Who are they helping?

I had dinner last night with friends in Lexington and the subject of our respective state legislative bodies came up. Kentucky State Senator Brandon Smith has just introduced a bill in the Kentucky Senate that would end the requirement that mine foremen annually take six hours of training provided by the Kentucky Division of Mine Safety. The alternative is to allow the company to offer training which would be cheaper for the industry. Senator Smith acknowledged that he submitted the bill at the request of the Kentucky Coal Association.

That brought to my mind the attempts made by the WV Legislature to “help out” the industry including the recently passed cut of the “excess” severance tax on the industry. This tax cut, in the midst of a budget deficit, is also framed as helping the coal industry in a time of extreme crisis.

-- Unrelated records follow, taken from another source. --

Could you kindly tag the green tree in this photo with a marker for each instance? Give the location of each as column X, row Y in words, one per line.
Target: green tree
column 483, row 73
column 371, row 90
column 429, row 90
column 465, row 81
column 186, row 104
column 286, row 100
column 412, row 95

But who are these state lawmakers helping here? Are they really trying to help coal miners who are being laid off? Or are they making sure that coal companies are able to be profitable while ignoring the need to diversify our economy?

This was also brought to the forefront by an article in the Wall Street Journal yesterday, co-authored by Jason Huffman the WV Chair of Americans for Prosperity. In the article linked here, Mr. Huffman claims that “right to work” laws are the way to revitalize the failing coal industry in both Kentucky and West Virginia.  Nothing could be further from the truth.

All of this is simply an attempt to grasp onto the power that the fossil fuel industry has had for decades. Coal mining, while providing a decreasing number of jobs, has destroyed the potential economy associated with having a clean environment in which to live. Now they are trying to hurt us further by reducing water quality standards, attacking worker safety standards, lowering wages, worsening our budget crisis and weakening unions who are fighting for coal miner pensions and healthcare. All of this will further cripple the economy and environment in communities throughout West Virginia.

Instead, what our state and federal representatives need to focus on are programs that will retrain workers to transition to new opportunities in clean energy, shore up the pension and healthcare benefits that miners deserve, and clean up the toxic legacy left behind my abandoned mines. One such program is the recently-introduced legislation led by Hal Rogers of Kentucky and Evan Jenkins of West Virginia which goes by the name RECLAIM. That bill would advance 1 billion dollars of abandoned mine lands funds over a five-year period that will put people to work and clean up toxic sites. When I see more of our state and federal lawmakers co-sponsoring that piece of legislation, then I’ll know that they are trying to help the people of Appalachia instead of shoring up profits of an industry that got us in this shape in the first place. Perhaps even the group Americans for Prosperity might support that?!